The tabloidian drama at the centre of BioWare's upcoming MMO is whether Star Wars: The Old Republic can finally take the crown from Blizzard. It says something of our industry that BioWare is the one we call David in this Goliath metaphor, when the reality is more like comparing multi-million dollar apples to multi-million dollar oranges. Both are blockbuster MMOs, but even with the kind of filthy lucre being poured into the Old Republic venture, the level of scepticism we've seen surrounding SWTOR has cemented its status as some sort of underdog.
While fans saw SWTOR as the first legitimate rival to World of Warcraft, naysayers were busy baptising it as "that single-player MMO" thanks to its focus on pushing single-player narrative as far to the foreground as possible. The result so far is a staunchly BioWare-styled MMO. Picking and playing a class isn't altogether different to playing through a single-player BioWare title, where quest-givers interact with you via cutscenes and you decide on how to respond through various dialogue options, nudging your morality meter toward either dark or light sides of the spectrum.
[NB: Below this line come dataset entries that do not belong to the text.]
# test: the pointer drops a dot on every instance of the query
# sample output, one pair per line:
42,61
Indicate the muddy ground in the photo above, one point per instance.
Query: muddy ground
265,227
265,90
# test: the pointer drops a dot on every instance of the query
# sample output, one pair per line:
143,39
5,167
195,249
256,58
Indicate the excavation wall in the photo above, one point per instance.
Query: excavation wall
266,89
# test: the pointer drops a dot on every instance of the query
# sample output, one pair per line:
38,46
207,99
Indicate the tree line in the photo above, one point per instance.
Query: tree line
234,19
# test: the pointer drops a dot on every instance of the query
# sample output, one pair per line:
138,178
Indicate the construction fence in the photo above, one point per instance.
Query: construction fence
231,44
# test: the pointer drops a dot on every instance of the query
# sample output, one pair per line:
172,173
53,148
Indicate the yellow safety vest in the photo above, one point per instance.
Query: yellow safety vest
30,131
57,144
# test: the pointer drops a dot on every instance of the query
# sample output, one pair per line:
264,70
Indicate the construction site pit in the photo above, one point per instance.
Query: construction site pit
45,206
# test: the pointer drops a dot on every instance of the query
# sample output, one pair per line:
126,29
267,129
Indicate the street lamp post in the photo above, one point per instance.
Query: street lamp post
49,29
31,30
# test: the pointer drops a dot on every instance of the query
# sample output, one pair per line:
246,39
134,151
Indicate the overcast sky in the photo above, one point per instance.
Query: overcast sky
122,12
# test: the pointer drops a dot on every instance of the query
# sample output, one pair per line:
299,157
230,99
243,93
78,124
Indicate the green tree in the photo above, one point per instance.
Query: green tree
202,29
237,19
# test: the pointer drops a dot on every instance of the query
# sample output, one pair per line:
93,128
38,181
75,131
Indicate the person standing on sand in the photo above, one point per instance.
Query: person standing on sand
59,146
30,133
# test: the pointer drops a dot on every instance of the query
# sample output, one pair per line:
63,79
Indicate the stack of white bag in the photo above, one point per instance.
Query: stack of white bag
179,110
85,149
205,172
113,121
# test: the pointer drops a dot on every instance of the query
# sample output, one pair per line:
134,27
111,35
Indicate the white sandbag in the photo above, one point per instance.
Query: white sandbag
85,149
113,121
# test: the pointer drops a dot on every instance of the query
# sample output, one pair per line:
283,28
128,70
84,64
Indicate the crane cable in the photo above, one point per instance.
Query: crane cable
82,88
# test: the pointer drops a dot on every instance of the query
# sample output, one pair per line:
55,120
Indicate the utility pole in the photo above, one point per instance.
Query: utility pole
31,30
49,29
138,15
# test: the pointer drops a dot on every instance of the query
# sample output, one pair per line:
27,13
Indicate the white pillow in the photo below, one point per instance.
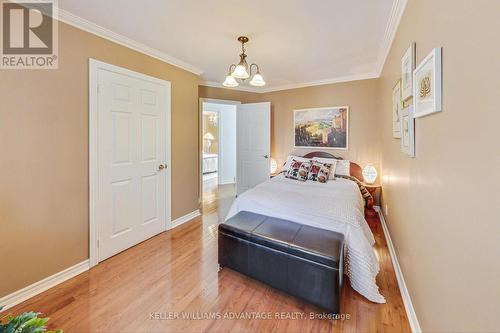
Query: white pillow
289,159
343,168
332,161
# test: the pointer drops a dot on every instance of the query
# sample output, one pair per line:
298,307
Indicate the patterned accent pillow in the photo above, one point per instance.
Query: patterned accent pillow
319,172
299,170
364,191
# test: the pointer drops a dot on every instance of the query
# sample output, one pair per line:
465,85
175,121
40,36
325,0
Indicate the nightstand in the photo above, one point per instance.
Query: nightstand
374,190
369,211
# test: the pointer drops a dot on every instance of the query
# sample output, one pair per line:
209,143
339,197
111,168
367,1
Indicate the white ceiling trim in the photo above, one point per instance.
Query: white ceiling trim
356,77
397,10
83,24
391,28
239,88
294,85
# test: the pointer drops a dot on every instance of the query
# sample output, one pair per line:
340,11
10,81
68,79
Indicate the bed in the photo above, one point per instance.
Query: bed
336,205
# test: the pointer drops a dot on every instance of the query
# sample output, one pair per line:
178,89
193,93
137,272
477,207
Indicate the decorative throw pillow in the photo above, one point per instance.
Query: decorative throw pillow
319,172
332,161
343,168
289,160
299,170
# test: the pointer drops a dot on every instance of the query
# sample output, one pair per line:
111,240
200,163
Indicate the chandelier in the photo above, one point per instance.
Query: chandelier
242,71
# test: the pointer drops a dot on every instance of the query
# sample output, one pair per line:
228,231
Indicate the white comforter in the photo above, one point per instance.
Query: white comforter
336,205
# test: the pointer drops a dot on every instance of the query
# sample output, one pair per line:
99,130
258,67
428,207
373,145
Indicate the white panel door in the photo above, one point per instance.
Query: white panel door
132,153
253,134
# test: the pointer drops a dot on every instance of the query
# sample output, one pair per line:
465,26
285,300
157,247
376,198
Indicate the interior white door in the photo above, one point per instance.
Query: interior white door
133,149
253,133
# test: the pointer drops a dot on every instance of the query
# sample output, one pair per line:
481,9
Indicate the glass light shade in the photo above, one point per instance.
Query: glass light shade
258,80
208,136
274,166
230,82
240,72
369,174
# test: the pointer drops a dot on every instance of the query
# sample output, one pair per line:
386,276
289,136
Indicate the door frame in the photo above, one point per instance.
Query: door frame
200,140
94,67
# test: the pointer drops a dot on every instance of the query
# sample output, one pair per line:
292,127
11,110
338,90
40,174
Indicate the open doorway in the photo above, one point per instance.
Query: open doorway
218,160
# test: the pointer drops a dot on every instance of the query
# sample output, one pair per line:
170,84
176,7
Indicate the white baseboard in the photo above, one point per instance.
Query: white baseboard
410,311
183,219
42,285
227,183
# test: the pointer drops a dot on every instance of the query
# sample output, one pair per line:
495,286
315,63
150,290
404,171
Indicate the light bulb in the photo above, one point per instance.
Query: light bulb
230,82
369,174
258,80
240,72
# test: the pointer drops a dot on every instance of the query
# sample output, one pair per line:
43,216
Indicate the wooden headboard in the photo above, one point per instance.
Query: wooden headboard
355,169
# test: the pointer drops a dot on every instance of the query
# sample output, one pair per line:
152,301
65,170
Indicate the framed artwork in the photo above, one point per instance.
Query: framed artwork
322,127
396,110
427,85
408,131
407,67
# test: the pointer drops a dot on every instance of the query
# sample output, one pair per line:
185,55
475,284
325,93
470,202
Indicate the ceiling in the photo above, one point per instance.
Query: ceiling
295,42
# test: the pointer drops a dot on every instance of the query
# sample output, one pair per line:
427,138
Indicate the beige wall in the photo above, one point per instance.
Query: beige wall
444,213
44,163
360,96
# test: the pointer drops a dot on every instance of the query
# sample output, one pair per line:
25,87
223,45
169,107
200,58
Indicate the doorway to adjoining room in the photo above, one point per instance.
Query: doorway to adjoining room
218,155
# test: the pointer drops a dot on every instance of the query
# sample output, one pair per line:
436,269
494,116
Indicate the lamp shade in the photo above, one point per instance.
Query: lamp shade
258,80
230,82
208,136
240,72
369,174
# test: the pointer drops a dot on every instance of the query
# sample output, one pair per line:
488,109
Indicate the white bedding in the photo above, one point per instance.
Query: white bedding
336,205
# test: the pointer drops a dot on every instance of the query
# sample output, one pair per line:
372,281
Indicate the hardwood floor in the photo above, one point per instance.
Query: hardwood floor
151,286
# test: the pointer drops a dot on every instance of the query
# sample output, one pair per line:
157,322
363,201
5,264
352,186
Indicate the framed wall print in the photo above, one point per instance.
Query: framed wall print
407,67
396,110
408,131
427,85
322,127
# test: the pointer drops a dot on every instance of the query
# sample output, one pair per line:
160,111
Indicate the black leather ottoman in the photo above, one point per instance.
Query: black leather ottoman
303,261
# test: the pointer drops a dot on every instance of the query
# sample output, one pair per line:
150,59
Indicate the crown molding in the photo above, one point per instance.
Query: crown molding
398,7
93,28
214,84
397,10
340,79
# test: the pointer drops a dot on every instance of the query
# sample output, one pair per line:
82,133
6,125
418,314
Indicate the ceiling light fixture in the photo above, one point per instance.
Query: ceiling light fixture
242,71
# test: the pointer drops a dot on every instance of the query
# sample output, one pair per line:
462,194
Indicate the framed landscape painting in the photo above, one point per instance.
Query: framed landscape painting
322,127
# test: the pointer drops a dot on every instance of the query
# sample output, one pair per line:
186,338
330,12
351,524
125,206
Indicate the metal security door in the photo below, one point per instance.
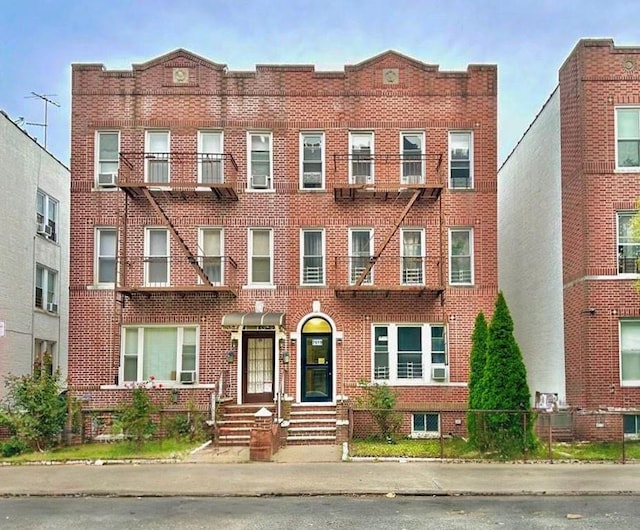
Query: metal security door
258,367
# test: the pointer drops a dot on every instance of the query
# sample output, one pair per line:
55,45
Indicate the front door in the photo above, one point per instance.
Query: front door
317,360
258,366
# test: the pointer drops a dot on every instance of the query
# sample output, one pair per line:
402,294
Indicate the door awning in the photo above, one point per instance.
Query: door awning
269,320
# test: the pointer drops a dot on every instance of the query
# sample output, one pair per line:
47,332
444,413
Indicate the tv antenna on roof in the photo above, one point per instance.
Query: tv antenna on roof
47,102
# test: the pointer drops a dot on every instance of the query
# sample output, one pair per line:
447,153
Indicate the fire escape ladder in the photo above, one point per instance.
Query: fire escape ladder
193,261
375,257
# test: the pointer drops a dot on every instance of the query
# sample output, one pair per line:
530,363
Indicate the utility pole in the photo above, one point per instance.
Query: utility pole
47,102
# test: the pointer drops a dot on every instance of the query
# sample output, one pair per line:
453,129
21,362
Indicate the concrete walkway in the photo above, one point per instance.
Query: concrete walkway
315,470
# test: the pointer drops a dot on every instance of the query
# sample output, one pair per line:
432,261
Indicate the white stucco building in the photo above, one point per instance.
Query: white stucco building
34,253
530,248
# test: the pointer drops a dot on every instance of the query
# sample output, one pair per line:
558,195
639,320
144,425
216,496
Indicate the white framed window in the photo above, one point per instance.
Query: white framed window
106,241
461,256
107,158
360,254
312,259
628,247
412,257
47,216
260,157
411,152
631,426
157,157
630,352
169,354
628,138
260,257
425,425
210,157
156,257
460,159
211,243
312,160
409,353
46,294
361,170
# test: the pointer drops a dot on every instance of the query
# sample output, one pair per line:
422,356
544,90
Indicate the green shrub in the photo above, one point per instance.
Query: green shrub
34,411
380,401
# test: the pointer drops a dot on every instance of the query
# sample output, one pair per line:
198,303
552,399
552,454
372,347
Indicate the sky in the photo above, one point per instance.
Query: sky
528,40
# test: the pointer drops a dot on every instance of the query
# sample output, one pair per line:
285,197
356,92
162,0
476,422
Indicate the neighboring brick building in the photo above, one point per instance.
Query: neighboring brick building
571,285
281,232
34,255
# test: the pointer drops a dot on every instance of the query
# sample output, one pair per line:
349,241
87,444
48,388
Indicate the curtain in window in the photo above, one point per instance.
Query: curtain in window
211,158
360,254
157,261
160,353
212,259
312,257
630,347
107,256
261,261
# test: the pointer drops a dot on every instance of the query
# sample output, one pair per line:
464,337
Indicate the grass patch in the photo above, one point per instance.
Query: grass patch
156,449
459,449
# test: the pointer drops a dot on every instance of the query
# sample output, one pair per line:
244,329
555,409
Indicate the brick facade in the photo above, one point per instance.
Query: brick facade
596,79
183,94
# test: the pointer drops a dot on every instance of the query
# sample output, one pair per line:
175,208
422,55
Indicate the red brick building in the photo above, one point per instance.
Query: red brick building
281,233
567,195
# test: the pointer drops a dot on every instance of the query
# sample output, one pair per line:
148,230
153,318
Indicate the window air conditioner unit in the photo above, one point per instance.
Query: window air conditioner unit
312,178
188,377
439,372
259,181
107,180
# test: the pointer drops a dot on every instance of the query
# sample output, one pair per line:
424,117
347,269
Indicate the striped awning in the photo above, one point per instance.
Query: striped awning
268,320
But whether this narrative-laden system is good enough to create a sea change in the industry is another question.
Here's the issue:
These design decisions have turned The Old Republic into the first truly character-driven MMO, but this begs the question whether a single-character storyline works for a genre built around massively multiplayer interaction. Can you have it both ways? Well, the game tries to make its case. Star Wars: The Old Republic gives users storylines whose paths can be determined by the actions of other players.
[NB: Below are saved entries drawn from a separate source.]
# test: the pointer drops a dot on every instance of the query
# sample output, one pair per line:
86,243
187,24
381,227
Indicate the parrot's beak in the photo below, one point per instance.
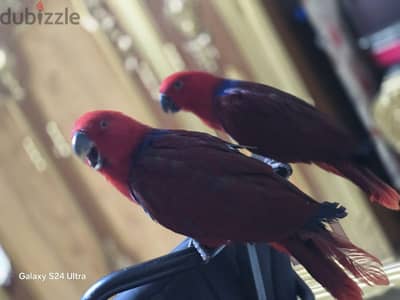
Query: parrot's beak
86,150
168,105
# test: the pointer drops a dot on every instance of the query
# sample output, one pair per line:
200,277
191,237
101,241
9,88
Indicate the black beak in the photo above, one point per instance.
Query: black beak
168,105
86,150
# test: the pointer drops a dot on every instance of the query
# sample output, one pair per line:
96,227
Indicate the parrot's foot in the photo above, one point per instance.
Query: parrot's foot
281,169
205,252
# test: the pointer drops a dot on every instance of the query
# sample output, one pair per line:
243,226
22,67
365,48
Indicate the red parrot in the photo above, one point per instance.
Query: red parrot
275,124
200,186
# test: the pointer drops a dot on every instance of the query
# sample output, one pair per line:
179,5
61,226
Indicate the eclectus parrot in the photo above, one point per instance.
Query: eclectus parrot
275,124
200,186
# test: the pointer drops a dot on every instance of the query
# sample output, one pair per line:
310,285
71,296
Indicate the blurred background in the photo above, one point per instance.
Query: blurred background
57,215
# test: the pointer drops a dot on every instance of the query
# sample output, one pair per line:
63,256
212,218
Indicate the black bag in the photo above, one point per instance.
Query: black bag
228,276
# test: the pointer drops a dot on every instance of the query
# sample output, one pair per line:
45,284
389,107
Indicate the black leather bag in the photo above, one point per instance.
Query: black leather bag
228,276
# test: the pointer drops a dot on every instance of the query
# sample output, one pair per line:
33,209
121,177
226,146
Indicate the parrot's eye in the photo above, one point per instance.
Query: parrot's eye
103,124
178,84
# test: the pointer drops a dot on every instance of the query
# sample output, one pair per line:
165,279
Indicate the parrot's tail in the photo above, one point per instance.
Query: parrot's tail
324,254
377,190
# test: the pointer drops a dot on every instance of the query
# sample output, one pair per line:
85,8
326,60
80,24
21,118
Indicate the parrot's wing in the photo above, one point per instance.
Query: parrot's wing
195,184
281,125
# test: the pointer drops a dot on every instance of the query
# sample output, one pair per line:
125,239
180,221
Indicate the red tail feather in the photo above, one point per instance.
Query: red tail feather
324,254
377,190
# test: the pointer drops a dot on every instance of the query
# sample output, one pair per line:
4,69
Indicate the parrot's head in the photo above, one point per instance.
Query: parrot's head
106,141
191,91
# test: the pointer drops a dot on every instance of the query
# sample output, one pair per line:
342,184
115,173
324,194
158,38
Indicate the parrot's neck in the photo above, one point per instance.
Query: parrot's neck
204,107
117,170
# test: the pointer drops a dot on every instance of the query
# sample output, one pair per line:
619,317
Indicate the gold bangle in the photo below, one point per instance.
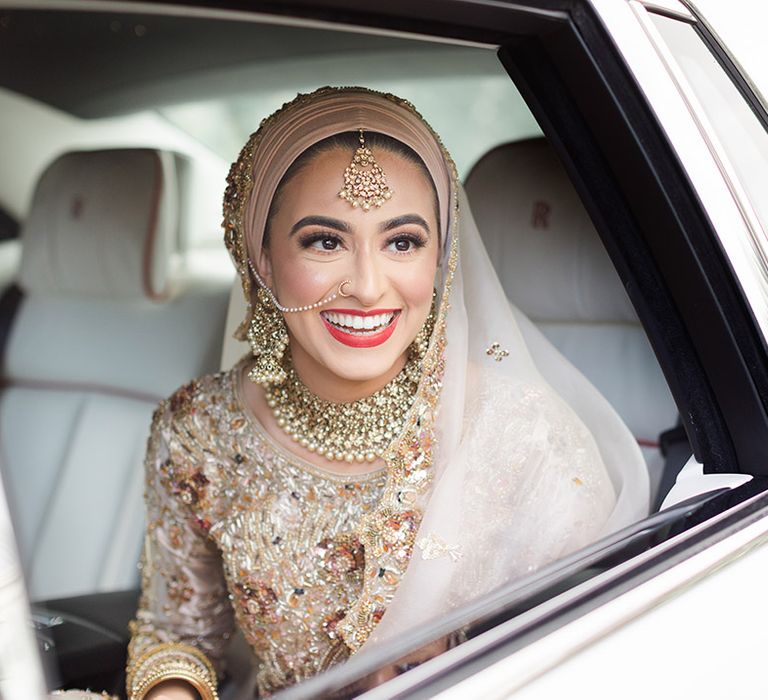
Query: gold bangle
172,661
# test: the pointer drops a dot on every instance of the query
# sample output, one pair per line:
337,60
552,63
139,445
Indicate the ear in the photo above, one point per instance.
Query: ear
264,266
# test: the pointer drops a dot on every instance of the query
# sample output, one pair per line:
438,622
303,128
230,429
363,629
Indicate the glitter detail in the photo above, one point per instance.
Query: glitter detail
497,352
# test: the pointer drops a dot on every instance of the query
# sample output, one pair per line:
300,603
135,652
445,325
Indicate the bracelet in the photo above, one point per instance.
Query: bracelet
172,661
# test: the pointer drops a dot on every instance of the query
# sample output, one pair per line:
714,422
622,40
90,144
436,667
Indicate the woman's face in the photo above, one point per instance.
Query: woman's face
389,254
The Old Republic's conversation system is based on random rolls, much in the same way that loot is divided between players in a group. As part of the dialogue system players get options to choose good, evil, or neutral lines of response while the game automatically rolls a number between 1 and 100. The roll means nothing to the solo player - their dialogue option of choice will play out in the following cutscene regardless - but in groups, the greatest number dictates what happens next. The game loads the cutscene dialogue chosen by the user who won the roll and grants up to eight "social points" to the winner, used later to buy items.
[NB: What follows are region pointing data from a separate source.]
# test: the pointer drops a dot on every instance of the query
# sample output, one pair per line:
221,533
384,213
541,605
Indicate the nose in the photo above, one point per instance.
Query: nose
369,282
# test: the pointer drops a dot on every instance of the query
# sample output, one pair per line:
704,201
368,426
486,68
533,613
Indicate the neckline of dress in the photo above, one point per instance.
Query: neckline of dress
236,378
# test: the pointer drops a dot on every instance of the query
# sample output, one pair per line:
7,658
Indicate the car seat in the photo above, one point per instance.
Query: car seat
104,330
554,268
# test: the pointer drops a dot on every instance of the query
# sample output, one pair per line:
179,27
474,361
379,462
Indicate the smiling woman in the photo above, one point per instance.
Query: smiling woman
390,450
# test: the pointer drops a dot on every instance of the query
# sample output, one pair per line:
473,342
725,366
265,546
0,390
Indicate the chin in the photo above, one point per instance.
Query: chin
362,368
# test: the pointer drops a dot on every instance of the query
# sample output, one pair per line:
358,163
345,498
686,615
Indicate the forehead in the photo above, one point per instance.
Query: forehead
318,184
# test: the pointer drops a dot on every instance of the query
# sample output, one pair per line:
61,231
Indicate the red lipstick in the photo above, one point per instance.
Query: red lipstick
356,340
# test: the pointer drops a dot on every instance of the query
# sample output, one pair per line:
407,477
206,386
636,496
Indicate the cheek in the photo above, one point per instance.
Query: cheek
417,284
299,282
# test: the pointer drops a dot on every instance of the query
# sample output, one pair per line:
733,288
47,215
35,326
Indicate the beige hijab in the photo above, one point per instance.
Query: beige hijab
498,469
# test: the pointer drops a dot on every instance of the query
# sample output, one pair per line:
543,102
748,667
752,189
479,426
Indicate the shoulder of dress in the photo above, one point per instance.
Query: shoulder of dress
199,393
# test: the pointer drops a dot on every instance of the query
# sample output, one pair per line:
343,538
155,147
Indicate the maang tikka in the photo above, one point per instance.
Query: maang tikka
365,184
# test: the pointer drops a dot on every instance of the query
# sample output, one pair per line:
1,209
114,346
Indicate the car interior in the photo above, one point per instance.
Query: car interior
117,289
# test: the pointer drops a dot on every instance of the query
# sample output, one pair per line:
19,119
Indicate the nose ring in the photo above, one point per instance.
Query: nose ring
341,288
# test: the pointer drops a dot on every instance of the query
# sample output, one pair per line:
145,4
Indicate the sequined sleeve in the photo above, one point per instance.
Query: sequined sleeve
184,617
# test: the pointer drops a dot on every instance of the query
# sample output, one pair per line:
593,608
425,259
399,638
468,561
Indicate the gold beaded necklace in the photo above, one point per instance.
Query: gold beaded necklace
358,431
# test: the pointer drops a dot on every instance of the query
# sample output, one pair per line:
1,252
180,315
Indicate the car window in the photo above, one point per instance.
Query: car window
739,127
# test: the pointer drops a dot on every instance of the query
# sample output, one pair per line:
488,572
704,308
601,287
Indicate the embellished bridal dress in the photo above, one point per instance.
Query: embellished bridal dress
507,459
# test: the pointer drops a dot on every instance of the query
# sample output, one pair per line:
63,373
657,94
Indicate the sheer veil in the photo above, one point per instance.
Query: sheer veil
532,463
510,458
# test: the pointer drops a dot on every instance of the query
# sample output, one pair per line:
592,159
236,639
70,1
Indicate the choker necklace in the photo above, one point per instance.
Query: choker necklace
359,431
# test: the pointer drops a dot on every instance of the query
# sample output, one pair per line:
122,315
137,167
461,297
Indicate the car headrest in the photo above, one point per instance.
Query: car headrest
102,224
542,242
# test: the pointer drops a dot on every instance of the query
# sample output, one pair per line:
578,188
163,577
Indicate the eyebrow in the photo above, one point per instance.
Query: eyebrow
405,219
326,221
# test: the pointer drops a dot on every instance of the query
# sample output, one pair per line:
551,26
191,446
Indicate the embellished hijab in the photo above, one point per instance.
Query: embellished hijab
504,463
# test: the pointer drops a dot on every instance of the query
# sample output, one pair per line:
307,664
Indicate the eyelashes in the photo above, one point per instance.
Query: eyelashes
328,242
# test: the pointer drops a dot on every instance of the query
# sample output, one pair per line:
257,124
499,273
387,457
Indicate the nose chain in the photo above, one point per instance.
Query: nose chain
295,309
Unfortunately, in significant missions this gets frustrating. Life-or-death decisions that let you decide the future of an NPC can feel unfairly placed in the hands of a peer when you hit an unlucky roll. While their chosen option won't have an effect on your character's morality – if you chose the dark-sided option, that's what will stick in terms of your avatar's character development – it will affect the narrative. A dead NPC is a dead NPC, an imprisoned character stays imprisoned, and so on, and it's all thanks to randomly-generated numbers.
Similarly, at this point in the beta companion affection seems to go completely ignored unless you win the roll. Following in line with past BioWare conventions, The Old Republic features companion characters who will become progressively more or less affectionate toward you depending on your actions, leading up to the inevitable romance plotline. At the moment it's possible for you to choose a dialogue option that might give you an additional 40 affection points with your companion, and yet if you fail to win the conversation roll the affection goes unaltered, leaving you with a measly +1 social point.